Regardless, Costa Rica’s win pushed CONCACAF’s record to 4-1-1, pending Honduras’ game with Ecuador later today. Honduras is the only CONCACAF team to have lost so far at the 2014 World Cup.

Before we go overboard, let’s remember CONCACAF teams dating back to the first World Cup in 1930 have (by my unofficial count) have a combined winning percentage hovering around 30 percent. Since the World Cup expanded to 32 teams in 1998, CONCACAF teams were 10-24-12 (not including this World Cup), although that’s lopsided by the United States, Mexico, Costa Rica and Trinidad Tobago combining to go 1-9-3 at Germany 2006.
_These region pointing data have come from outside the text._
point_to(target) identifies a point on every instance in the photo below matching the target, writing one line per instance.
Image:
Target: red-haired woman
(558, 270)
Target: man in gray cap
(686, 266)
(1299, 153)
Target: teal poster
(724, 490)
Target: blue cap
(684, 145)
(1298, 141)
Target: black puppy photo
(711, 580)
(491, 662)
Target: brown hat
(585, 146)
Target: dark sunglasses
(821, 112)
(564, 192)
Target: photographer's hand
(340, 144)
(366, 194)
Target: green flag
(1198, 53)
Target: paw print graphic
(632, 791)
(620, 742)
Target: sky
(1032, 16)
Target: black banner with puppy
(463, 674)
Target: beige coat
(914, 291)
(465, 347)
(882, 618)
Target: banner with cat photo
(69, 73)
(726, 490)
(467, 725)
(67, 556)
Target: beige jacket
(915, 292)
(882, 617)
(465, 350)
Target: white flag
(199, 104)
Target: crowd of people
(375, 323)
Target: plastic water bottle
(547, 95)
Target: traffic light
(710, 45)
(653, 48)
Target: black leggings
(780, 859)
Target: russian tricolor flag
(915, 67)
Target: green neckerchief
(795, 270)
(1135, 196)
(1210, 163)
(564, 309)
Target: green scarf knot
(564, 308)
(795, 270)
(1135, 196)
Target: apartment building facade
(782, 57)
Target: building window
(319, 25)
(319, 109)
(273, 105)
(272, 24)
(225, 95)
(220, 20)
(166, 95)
CONCACAF might not have even ended up with four teams in the field if  Mexico hadn’t finished fourth in the Hexagonal, playing New Zealand in a playoff to book its passage after an otherwise disastrous qualifying campaign. And it’s worth remembering once you get past the United States, Mexico and Costa Rica the rest of the CONCACAF region isn’t over-flowing with soccer powers. Unless the World Cup expands beyond 32 teams, it’s doubtful CONCACAF will be able to lobby for more spots.

Beyond that’s there’s the percentage of teams advancing out of group stage from each region (1990-2010)

  • CONMEBOL: 74 percent
  • UEFA: 65 percent
  • CONCACAF:  53 percent
  • AFC:  27 percent
  • CAF: 23 percent

Still, Costa Rica’s two wins so far in 2014 are impressive regardless if (pure speculation) they were aided by travel/heat/long club seasons, etc. Perhaps, as crazy as it sounds, Costa Rica is a little better than the World Soccer press lets on. It smacked Uruguay, getting back into the game on a set piece goal and then executed a high-energy, high-pressing gameplan to nullify the passing wizardry of Andrea Pirlo, grinding the Italian offense into a series of hopeless longballs. That takes skill and talent, not simply some outside geographical forces or a temperature reading.
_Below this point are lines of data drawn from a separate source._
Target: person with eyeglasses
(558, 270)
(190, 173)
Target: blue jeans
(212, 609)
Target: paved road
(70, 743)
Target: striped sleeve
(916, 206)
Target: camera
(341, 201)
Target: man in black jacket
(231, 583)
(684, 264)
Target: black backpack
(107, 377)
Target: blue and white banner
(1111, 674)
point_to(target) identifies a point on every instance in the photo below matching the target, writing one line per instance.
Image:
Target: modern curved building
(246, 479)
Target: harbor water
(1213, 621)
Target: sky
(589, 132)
Mexico’s 0-0 draw with Brazil was eye-opening too, mainly for Guillermo Ochoa’s heroics in goal. El Tri still need a result vs. Croatia to ensure passage into the Round of 16 for the sixth straight tournament. The U.S. took care of Ghana, but still has work to do vs. Portugal and Germany to advance.

The best performance from CONCACAF might end up going to American referee Mark Geiger, who’s been lauded for performances in Colombia/Greece and Spain/Chile. Let’s not forget, CONCACAF officiating on the whole tends to make the NBA’s look good by comparison.

For now, of course, it’s still fun to wave the CONCACAF flag. These occasions don’t happen very often.